Les femmes Executive Chef restent rares dans l’hôtellerie de luxe. Vous considérez-vous comme un modèle?
Je n’y pense pas spécialement, mais j’espère inspirer la jeune génération. Au Grand Resort Bad Ragaz, nous avons beaucoup de jeunes cuisinières ambitieuses, y compris dans la haute gastronomie. J’en suis fière. Je constate toutefois que ce métier suscite parfois des appréhensions, et que certaines jeunes cuisinières pensent qu’elles devront, à un moment donné, choisir entre leur carrière et leur vie de famille, ce qui peut limiter leurs ambitions. Le métier de cuisinier est intéressant et varié, mais ce n’est pas un travail de bureau classique. C’est comme ça.
«Mon style de Management basé sur l’égalité m’a beaucoup aidée.»
Quelles qualités sont nécessaires pour faire carrière?
Je crois qu’aujourd’hui, hommes et femmes ont les mêmes chances. Tout dépend de la personnalité et de l’attitude. J’ai aussi pu faire carrière parce que j’ai toujours bénéficié du soutien de mon mari. Il m’a accompagnée lors de mes affectations à l’étranger. Et il comprend comment ce métier fonctionne et m’a toujours soutenue. Sans lui, je n’aurais sans doute pas eu les mêmes opportunités, et je lui en suis très reconnaissante.
Cuisinez-vous encore à la maison?
Oh oui, très souvent même. J’aime cuisiner avec ma fille, cela me détend.
Et quel est le plat préféré de votre famille?

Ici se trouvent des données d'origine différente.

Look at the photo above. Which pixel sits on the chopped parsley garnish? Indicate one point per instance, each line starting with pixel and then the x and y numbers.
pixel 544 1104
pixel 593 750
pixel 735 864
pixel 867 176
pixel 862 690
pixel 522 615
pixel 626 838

Toutes les variantes de currys. C’est notre plat réconfortant par excellence.
UNE GRANDE CHEFFE
Nadine Wächter-Moreno (46 ans) a effectué son apprentissage de cuisinière à l’hôtel Schweizerhof à Lucerne, avant de travailler en Australie, aux États-Unis, au Japon, au Mexique, à Bali et à Singapour. Après 18 ans passés à l’étranger, elle est revenue en Suisse début 2024 pour prendre le poste de Culinary Director au Grand Resort Bad Ragaz (SG). Nadine Wächter-Moreno est mariée et mère d’une fille de 12 ans.